Even if you look at the first four films of every horror series their box-office doesn’t resemble Evil Dead’s climb. The only series that comes close is Nightmare on Elm Street. The first four films gained box-office ($59, $66, $93, $97) until it fell off with the fifth entry ($45). However, the climbs weren’t as dramatic and eventually the dream wheels fell off.

Evil Dead has the highest Critical (81.5) and Audience scores (77.25) to go along with with the rise in box office. A cool fact is that Evil Dead 2 (1987) has a higher critic/audience score than Evil Dead (1981). The only other horror sequels to do this are Aliens, Scream 2, Piranha 3D and Final Destination 2,3 & 5. Another cool fact about The Evil Dead franchise is that it is the highest customer rated horror series on Amazon (84.5). Consumers love Evil Dead and its endless barrage of special edition DVDs (Hello Boomstick Edition in a primitive screwhead steelbook case).

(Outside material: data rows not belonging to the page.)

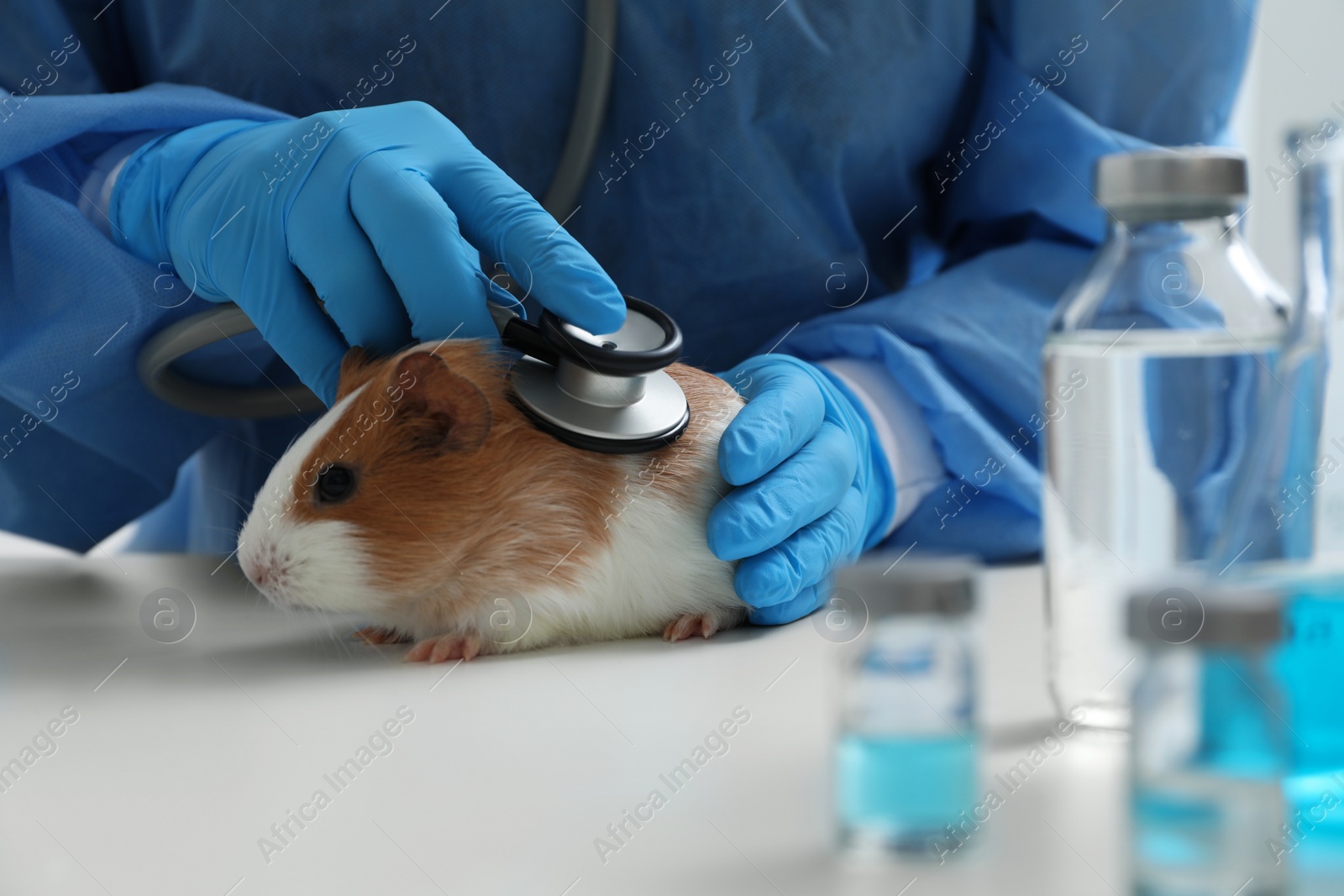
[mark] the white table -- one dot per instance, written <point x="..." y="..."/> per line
<point x="185" y="755"/>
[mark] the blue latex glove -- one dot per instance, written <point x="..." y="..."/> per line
<point x="813" y="488"/>
<point x="378" y="208"/>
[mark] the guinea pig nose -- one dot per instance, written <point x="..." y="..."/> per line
<point x="259" y="573"/>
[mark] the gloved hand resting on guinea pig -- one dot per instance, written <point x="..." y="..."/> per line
<point x="425" y="503"/>
<point x="428" y="504"/>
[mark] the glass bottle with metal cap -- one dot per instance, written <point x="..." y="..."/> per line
<point x="1210" y="743"/>
<point x="907" y="752"/>
<point x="1156" y="369"/>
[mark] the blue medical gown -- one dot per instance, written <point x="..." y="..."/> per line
<point x="898" y="181"/>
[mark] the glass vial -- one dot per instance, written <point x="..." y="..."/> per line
<point x="1210" y="743"/>
<point x="1156" y="369"/>
<point x="906" y="761"/>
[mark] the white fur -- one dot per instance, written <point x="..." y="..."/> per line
<point x="307" y="564"/>
<point x="656" y="567"/>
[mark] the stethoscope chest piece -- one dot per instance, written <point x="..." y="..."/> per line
<point x="602" y="392"/>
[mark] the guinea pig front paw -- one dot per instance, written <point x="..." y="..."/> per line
<point x="376" y="636"/>
<point x="444" y="647"/>
<point x="689" y="625"/>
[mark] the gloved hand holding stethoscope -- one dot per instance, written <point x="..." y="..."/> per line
<point x="383" y="219"/>
<point x="378" y="208"/>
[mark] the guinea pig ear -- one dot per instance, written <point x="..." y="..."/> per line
<point x="440" y="410"/>
<point x="356" y="369"/>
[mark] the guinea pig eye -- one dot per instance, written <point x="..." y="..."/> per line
<point x="335" y="484"/>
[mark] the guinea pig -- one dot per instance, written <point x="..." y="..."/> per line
<point x="429" y="506"/>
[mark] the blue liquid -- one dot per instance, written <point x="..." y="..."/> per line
<point x="904" y="792"/>
<point x="1310" y="669"/>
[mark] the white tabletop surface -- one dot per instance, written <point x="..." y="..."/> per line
<point x="185" y="755"/>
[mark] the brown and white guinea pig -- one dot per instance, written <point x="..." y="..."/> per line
<point x="427" y="504"/>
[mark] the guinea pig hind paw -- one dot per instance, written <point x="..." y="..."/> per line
<point x="449" y="647"/>
<point x="689" y="625"/>
<point x="375" y="636"/>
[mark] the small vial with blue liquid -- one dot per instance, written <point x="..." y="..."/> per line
<point x="1210" y="743"/>
<point x="1310" y="669"/>
<point x="906" y="761"/>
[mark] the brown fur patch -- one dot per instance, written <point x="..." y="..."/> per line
<point x="459" y="495"/>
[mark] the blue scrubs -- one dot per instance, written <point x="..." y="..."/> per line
<point x="933" y="159"/>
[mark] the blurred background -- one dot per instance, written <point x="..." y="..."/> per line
<point x="1296" y="71"/>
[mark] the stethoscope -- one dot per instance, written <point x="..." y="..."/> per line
<point x="597" y="391"/>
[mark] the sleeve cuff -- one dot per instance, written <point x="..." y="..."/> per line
<point x="900" y="429"/>
<point x="96" y="191"/>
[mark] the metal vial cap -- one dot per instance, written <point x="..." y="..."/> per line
<point x="1206" y="616"/>
<point x="1171" y="184"/>
<point x="942" y="587"/>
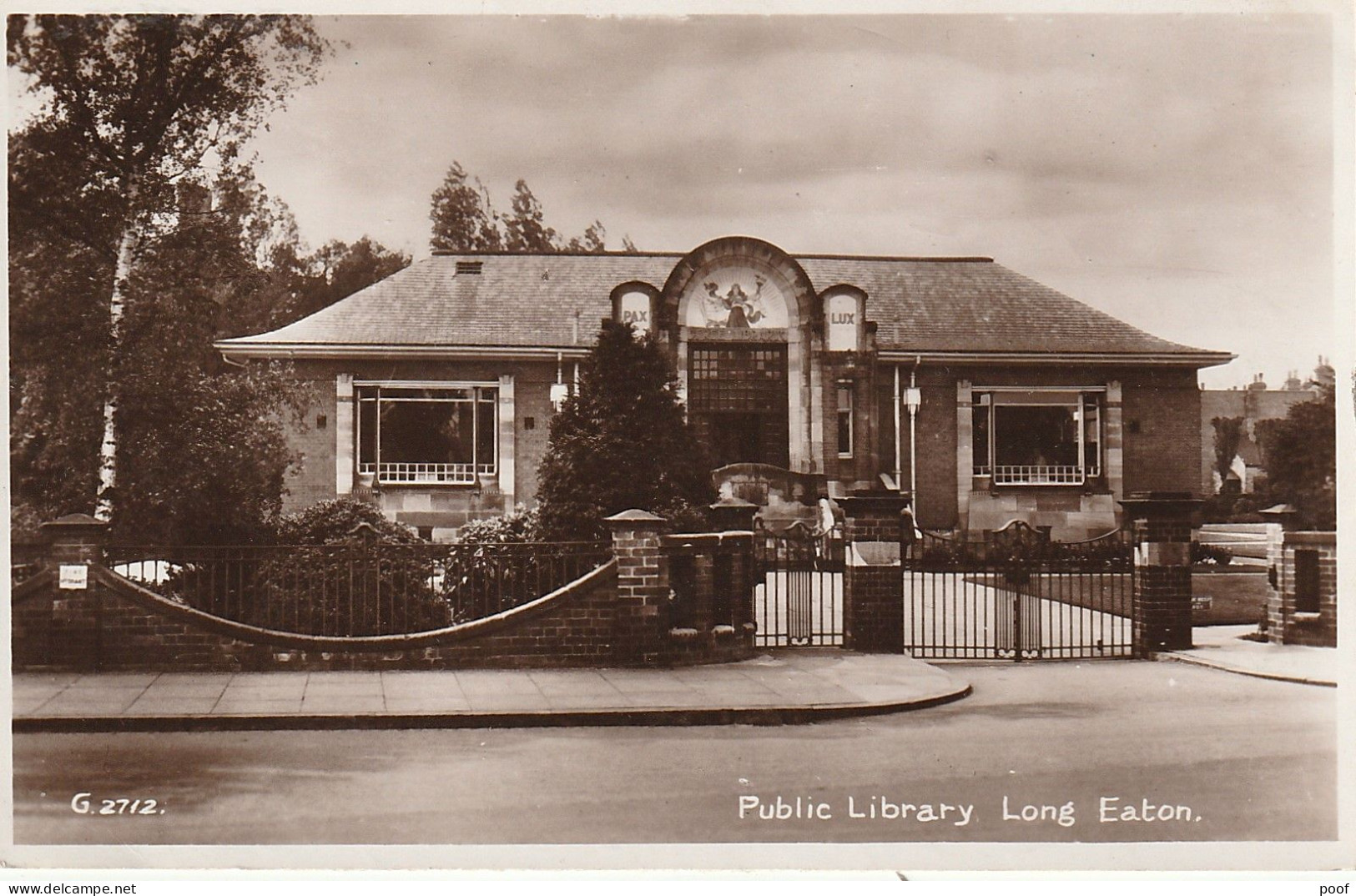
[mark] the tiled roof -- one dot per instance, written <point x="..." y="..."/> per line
<point x="535" y="300"/>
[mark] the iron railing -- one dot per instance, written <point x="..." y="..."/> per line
<point x="799" y="586"/>
<point x="1017" y="594"/>
<point x="25" y="561"/>
<point x="357" y="588"/>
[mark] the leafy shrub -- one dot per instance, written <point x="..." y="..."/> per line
<point x="334" y="522"/>
<point x="512" y="529"/>
<point x="1245" y="510"/>
<point x="1210" y="555"/>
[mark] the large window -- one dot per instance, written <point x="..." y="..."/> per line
<point x="1034" y="437"/>
<point x="427" y="434"/>
<point x="845" y="418"/>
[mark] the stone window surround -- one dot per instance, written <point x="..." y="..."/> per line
<point x="1084" y="476"/>
<point x="346" y="444"/>
<point x="1113" y="457"/>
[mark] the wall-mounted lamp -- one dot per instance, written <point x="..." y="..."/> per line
<point x="559" y="390"/>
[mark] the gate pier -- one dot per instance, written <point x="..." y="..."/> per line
<point x="874" y="588"/>
<point x="1161" y="607"/>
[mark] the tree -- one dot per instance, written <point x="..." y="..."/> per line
<point x="622" y="442"/>
<point x="525" y="228"/>
<point x="1301" y="457"/>
<point x="592" y="242"/>
<point x="461" y="216"/>
<point x="466" y="221"/>
<point x="141" y="101"/>
<point x="1229" y="433"/>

Evil Dead’s ROI was not the highest and the average ($24,129,525) doesn’t compare with the bonkers ROI/averages of Paranormal Activity or The Texas Chainsaw Massacre franchises. However, it is second highest in series box office averages compared to the original (+23,000,000). The only four series to have positive averages compared to the original are Hannibal (+140), Evil Dead (+23), Nightmare on Elm Street (+13) and Resident Evil (+2).

Here is an example.

Jaws Box Office ($1,040,000,000)   >  Jaws II-IV Averaged Box Office ($143,402,330)   = Ouch

Evil Dead 2, Army of Darkness and Evil Dead (2013) Average Box Office ($30,110,466)   > Evil Dead Box office ($6,186,700)  = Groovy

The positive average over the original is important because it proves the series has legs and a chainsaw arm. Many horror series had massive first films (Exorcist, Jaws, Psycho, Alien, Poltergeist, Texas Chainsaw Massacre, Halloween, Amityville Horror, Poltergeist) then suffered from box office declines with each subsequent film. Their overall averages may be buoyed by big first installments but successful franchises improve or hold their budgets.

image (1)

The only negative of the Evil Dead series is that Army of Darkness only made $12.5 million on a $13 million dollar budget. Making up for the $500,000 loss is the fact that AoD has the highest critic/audience rating of any third franchise film (80.25). It beat out stalwarts like Day of the Dead (78.25) and Nightmare on Elm Street: Dream Warriors (72). Critics and audiences love Ash and the fact that he can’t remember three words to save a kingdom.

Fede Alvarez’s The Evil Dead (2013) had the fifth highest MFFM score amongst remakes and ranked #2 behind Dawn of the Dead as the highest critic/audience rated franchise remake. It is one of three remakes (NOES, Dawn of the Dead) that made more than the original and it has the largest box office percentage over the original (8.9). It is the rare remake that doesn’t feel like a shiny recreation of the first film. It has glorious practical effects and switches the hero effectively.

There are franchises (NOES, PA, Friday the 13th, Saw, Hellraiser, Omen) that made their budgets back every time. However, their steep declines from film to film and low critic/audience scores can’t buoy them in the long term. Evil Dead has proven itself to be ingrained in the zeitgeist (can’t wait for the show) and gives the viewer the best bang for their buck. Sam Raimi and crew deserve a round of applause because they created an unstoppable Juggernaut. 

Congrats Ash!

Vote and let me know your favorite franchise! I will post the results next week so make sure to follow MFF on twitter (@MoviesFilmsFlix) or Facebook! Thanks for reading!

47 Comments leave one →
  1. October 1, 2015 9:09 pm

    I always have, and will be, a mega fan of the evil dead franchise. Every movie that is made from that series is amazing. I am really looking forward to part two.